Title:Critical values for the $β$-transformation with a hole at $0$

Abstract:Given $\beta\in(1,2]$, let $T_\beta$ be the $\beta$-transformation on the unit circle $[0,1)$ such that $T_\beta(x)=\beta x\pmod 1$. For each $t\in[0,1)$ let $K_\beta(t)$ be the survivor set consisting of all $x\in[0,1)$ whose orbit $\{T^n_\beta(x): n\ge 0\}$ never hits the open interval $(0,t)$. Kalle et al. proved in [Ergodic Theory Dynam. Systems, 40 (9): 2482--2514, 2020] that the Hausdorff dimension function $t\mapsto\dim_H K_\beta(t)$ is a non-increasing Devil's staircase.
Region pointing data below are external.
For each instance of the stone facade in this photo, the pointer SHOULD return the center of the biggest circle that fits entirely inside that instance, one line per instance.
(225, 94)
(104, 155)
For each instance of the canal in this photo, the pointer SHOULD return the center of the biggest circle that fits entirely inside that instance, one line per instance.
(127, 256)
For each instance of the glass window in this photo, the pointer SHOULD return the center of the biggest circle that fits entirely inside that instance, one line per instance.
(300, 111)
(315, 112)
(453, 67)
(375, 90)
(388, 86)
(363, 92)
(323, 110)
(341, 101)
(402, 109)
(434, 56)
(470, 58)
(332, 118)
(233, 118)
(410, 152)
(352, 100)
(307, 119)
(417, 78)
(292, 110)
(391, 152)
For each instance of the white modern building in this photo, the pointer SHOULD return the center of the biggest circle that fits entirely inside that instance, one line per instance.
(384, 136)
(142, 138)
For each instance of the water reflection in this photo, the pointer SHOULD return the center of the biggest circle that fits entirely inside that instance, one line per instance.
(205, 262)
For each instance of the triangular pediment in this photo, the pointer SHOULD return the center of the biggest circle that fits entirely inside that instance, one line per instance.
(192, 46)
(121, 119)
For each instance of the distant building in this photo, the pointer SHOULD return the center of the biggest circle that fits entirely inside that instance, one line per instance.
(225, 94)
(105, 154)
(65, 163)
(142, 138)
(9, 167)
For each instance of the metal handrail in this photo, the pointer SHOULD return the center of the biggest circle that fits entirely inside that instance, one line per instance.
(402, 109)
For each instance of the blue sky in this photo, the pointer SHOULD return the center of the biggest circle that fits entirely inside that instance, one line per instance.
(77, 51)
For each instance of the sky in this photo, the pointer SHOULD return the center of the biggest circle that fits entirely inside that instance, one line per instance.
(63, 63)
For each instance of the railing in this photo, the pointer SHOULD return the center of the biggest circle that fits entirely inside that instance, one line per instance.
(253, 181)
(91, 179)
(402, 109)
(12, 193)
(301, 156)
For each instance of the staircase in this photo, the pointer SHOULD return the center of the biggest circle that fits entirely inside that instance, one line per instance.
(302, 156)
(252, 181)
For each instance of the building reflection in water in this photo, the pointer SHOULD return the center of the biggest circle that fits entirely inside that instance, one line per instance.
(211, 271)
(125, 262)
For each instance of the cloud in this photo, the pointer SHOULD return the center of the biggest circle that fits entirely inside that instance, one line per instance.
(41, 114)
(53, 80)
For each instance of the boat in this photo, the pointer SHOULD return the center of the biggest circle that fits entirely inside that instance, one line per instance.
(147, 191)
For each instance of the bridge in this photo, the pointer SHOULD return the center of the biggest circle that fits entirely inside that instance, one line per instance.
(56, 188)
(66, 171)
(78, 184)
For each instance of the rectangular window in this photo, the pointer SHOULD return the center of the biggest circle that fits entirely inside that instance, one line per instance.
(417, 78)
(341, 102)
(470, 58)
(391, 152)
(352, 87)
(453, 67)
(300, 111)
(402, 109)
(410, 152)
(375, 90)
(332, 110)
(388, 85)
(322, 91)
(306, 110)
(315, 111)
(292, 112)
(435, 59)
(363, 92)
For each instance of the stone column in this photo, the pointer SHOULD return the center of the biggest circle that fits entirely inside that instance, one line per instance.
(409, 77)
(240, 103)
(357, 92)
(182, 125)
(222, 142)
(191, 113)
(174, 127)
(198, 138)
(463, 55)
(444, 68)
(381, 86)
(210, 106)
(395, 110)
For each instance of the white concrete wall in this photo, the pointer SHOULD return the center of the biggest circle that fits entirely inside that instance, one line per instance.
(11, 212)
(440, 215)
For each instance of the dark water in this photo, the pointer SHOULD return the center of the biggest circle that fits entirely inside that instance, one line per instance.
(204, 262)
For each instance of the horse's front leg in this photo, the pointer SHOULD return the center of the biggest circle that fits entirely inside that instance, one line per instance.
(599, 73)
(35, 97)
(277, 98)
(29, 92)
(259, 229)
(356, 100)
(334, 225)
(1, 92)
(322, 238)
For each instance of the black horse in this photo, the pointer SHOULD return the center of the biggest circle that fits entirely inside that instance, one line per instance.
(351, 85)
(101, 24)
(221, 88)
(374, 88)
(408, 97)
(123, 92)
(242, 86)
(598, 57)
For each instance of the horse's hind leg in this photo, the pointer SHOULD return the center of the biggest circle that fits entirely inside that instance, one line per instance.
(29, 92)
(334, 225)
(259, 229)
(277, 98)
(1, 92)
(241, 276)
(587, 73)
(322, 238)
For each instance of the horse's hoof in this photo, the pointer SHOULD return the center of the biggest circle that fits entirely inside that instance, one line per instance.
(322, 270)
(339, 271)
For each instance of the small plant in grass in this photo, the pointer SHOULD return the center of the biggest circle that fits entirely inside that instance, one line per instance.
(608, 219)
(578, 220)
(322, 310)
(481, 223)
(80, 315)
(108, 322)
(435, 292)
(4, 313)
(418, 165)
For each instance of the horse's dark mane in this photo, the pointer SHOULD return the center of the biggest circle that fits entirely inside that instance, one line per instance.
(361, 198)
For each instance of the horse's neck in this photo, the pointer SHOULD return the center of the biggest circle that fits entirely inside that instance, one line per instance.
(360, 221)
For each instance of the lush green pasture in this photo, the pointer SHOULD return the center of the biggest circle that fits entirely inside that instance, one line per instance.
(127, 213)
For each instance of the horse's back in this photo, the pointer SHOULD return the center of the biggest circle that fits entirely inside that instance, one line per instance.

So there exists a critical value $\tau(\beta)$ such that $\dim_H K_\beta(t)>0$ if and only if $t<\tau(\beta)$. In this paper we determine the critical value $\tau(\beta)$ for all $\beta\in(1,2]$, answering a question of Kalle et al. (2020). For example, we find that for the Komornik-Loreti constant $\beta\approx 1.78723$ we have $\tau(\beta)=(2-\beta)/(\beta-1)$. Furthermore, we show that (i) the function $\tau: \beta\mapsto\tau(\beta)$ is left continuous on $(1,2]$ with right-hand limits everywhere, but has countably infinitely many discontinuities; (ii) $\tau$ has no downward jumps, with $\tau(1+)=0$ and $\tau(2)=1/2$; and (iii) there exists an open set $O\subset(1,2]$, whose complement $(1,2]\setminus O$ has zero Hausdorff dimension, such that $\tau$ is real-analytic, convex and strictly decreasing on each connected component of $O$. Consequently, the dimension $\dim_H K_\beta(t)$ is not jointly continuous in $\beta$ and $t$. Our strategy to find the critical value $\tau(\beta)$ depends on certain substitutions of Farey words and a renormalization scheme from dynamical systems.